Lake Casitas is a reservoir in Ventura County, California, built by the United States Bureau of Reclamation and completed in 1959. The project provides drinking water and water for irrigation. A secondary benefit is flood control.
Casitas Dam was constructed on Coyote Creek, two miles before it joins the Ventura River. Santa Ana Creek and North Fork Coyote Creek also flow into the lake. The system was designed for water from the Ventura River to be diverted into a canal under specific conditions since the impounded watershed is not sufficient to fill the lake. The dam is 279 ft creating a lake capacity of 254,000 acre/ft. The dam was built as part of the Ventura River Project. In the center of Lake Casitas is 2 km Main Island, whose peak rises more than 500 feet (150 m) from the lake surface.
The lake filled and overflowed for the first time around the 1970s.
During the 1984 Summer Olympics in Los Angeles, Lake Casitas hosted the canoeing and rowing events.

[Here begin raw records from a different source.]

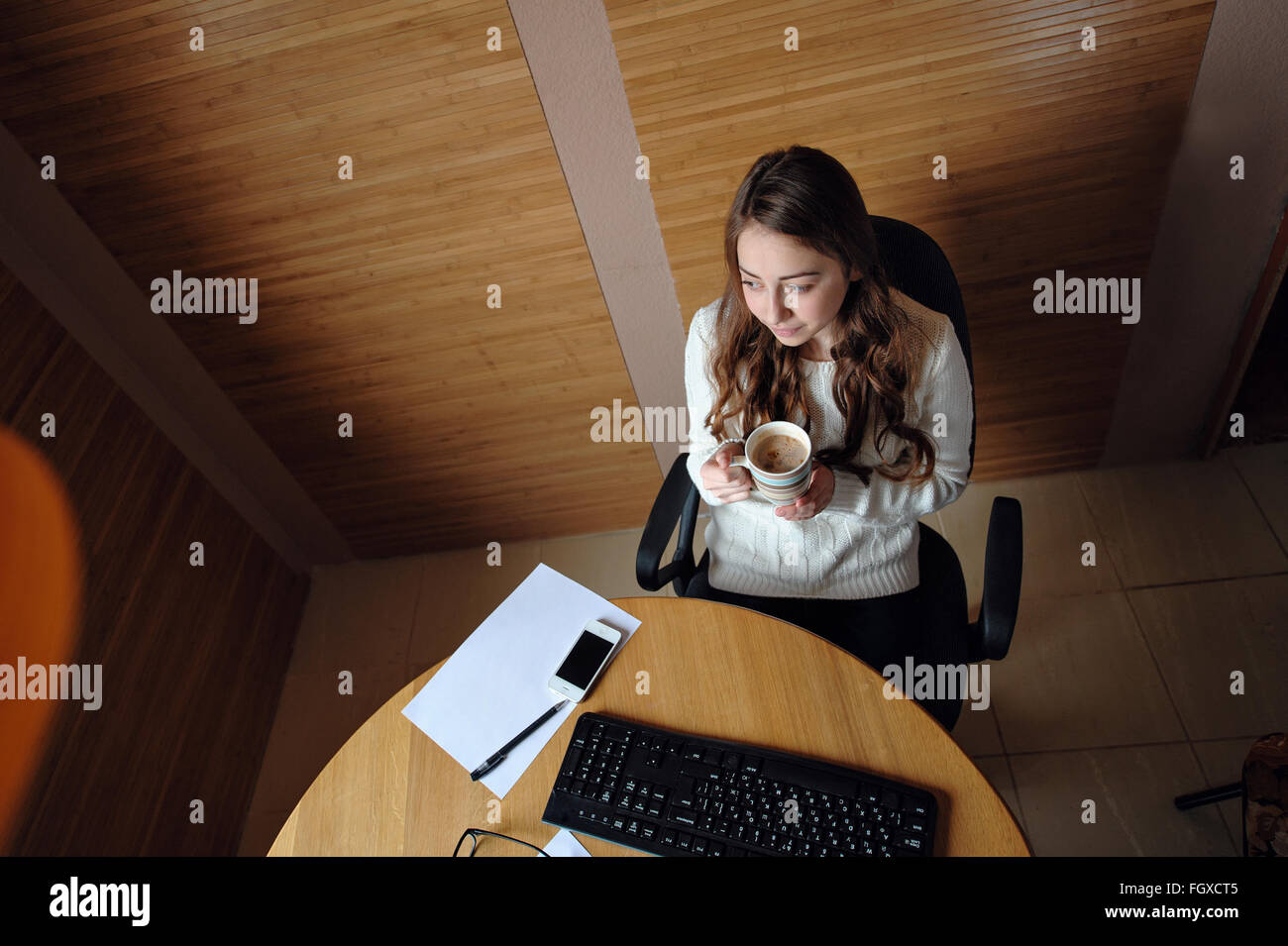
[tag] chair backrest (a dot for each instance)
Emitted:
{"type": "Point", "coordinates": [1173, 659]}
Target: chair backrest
{"type": "Point", "coordinates": [918, 267]}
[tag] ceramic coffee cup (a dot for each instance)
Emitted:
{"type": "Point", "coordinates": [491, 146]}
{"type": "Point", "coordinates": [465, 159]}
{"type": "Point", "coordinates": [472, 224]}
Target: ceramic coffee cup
{"type": "Point", "coordinates": [784, 486]}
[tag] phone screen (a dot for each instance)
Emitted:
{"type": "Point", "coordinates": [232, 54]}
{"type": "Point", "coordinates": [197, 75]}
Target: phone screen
{"type": "Point", "coordinates": [584, 659]}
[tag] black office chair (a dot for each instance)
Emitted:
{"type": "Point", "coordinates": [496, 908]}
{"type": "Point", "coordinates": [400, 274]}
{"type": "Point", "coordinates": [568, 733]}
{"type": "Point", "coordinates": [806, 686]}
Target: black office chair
{"type": "Point", "coordinates": [917, 267]}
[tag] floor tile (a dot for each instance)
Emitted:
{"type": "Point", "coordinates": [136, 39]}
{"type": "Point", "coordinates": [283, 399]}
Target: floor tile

The Thomas Fire at the end of 2017 had a significant impact on operations since the wildfire burned a large area within the watershed of the Ventura River. Rainstorms brought a lot of ash, sandy silt, gravel, and debris into the Robles diversion facility that had collected over several years since the fire resulting in some temporary shutdowns of water from the Ventura River.